Le 10 novembre 1941, tu embarques pour une mission en compagnie de "mécaniciens" qui sont en fait des espions chargés d’aider les alliés sur le terrain nord-africain. Tu traverses l'ensemble des pays de la bande Sahélienne, puis te rends jusqu'en Iran. Tu parviens ensuite à te frayer un chemin jusqu'en Chine, où tu dois ruser pour ne pas être capturée par les Japonais. Tu comprends de façon précoce que la Chine actuellement sous tutelle deviendra un géant avec qui il faudra compter.

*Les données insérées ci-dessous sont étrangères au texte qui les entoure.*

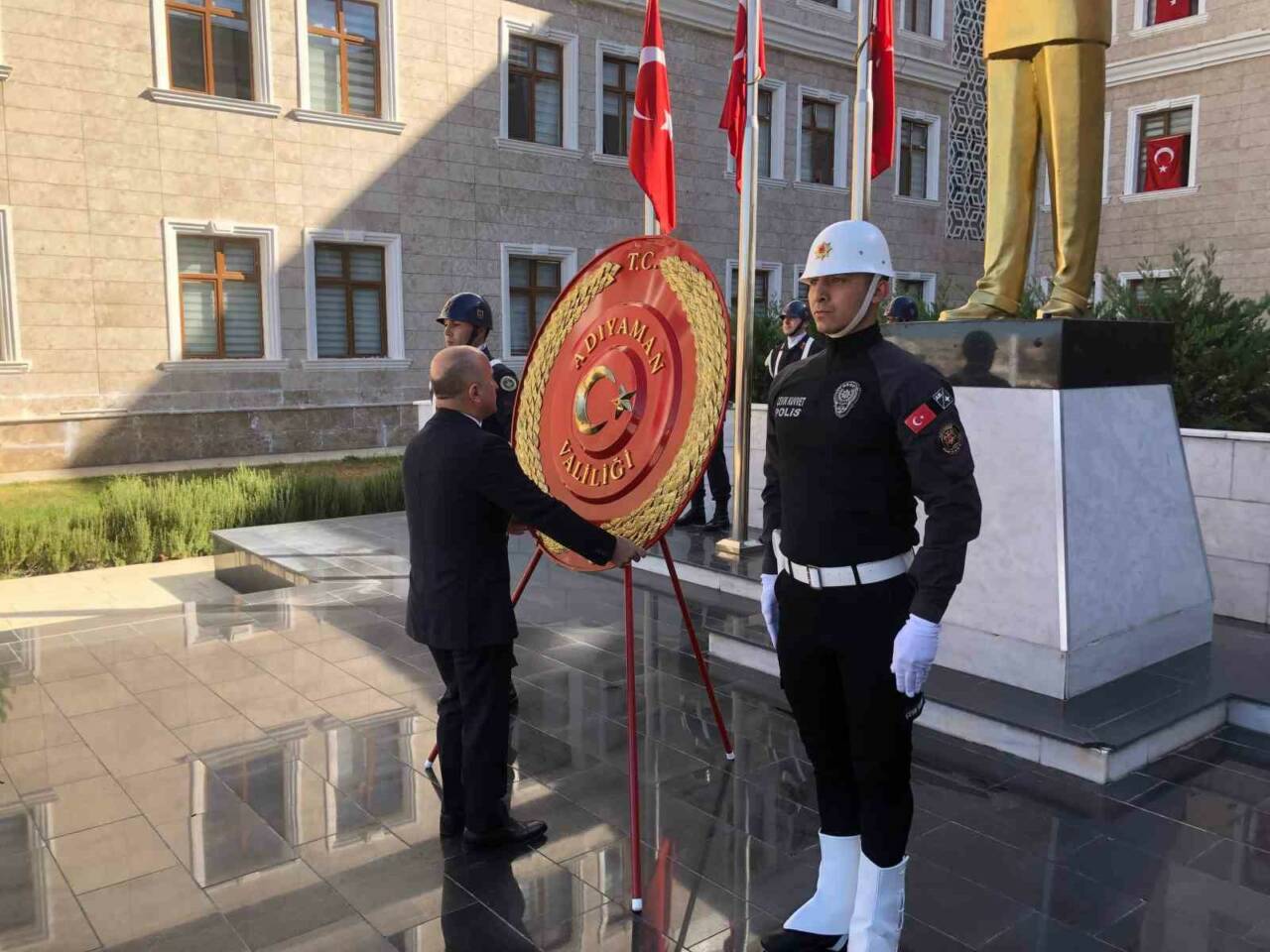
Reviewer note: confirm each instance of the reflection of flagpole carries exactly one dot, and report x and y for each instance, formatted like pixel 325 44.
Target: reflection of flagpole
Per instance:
pixel 739 539
pixel 861 180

Au fil de tes voyages, tu multiplies les rencontres et développes une vision très fine des forces en présence dans le conflit mondial.
De retour en Amérique en 1942, tu n'hésites pas à troquer la célébrité et le confort retrouvé pour t’engager dans l'armée de volontaires de la France Libre. Tu suis pour cela un entraînement intensif afin de devenir agente de renseignement, sortant au passage majore de ta promotion. Tu es nommée pour être présente à la campagne de reconquête de l'Italie, et tu participes au débarquement en Provence. Tu reçois également la mission d'assurer la jonction des armées de Provence et de Lyon avec celles en provenance de la capitale. Enfin, tu es affectée à l'état-major des armées de Paris.
Après la guerre, tu retournes t’installer à Paris, où tu rappelles lors de nombreuses conférences le rôle des femmes dans les découvertes scientifiques. Tu suis également avec enthousiasme la naissance de l'OTAN, où tu es nommée conseillère spéciale du secrétaire général de l'ONU en 1952.
Aux côtés de ton mari Henri Labouisse, ta dernière mission sera de donner une dimension internationale à l’UNICEF. Afin que chaque enfant dans le monde puisse être protégé et avoir accès à l'éducation et à la santé.
Pour tes 100 ans, tu reçois la visite de Kofi Annan, ainsi que des messages du monde entier.
Tu t'éteins le 22 octobre 2007, après avoir traversé le siècle et participé activement à défendre la liberté, la cause des femmes et des enfants.
Je ne te connaissais pas, Eve Curie. Maintenant si, et je ne t’oublierai pas.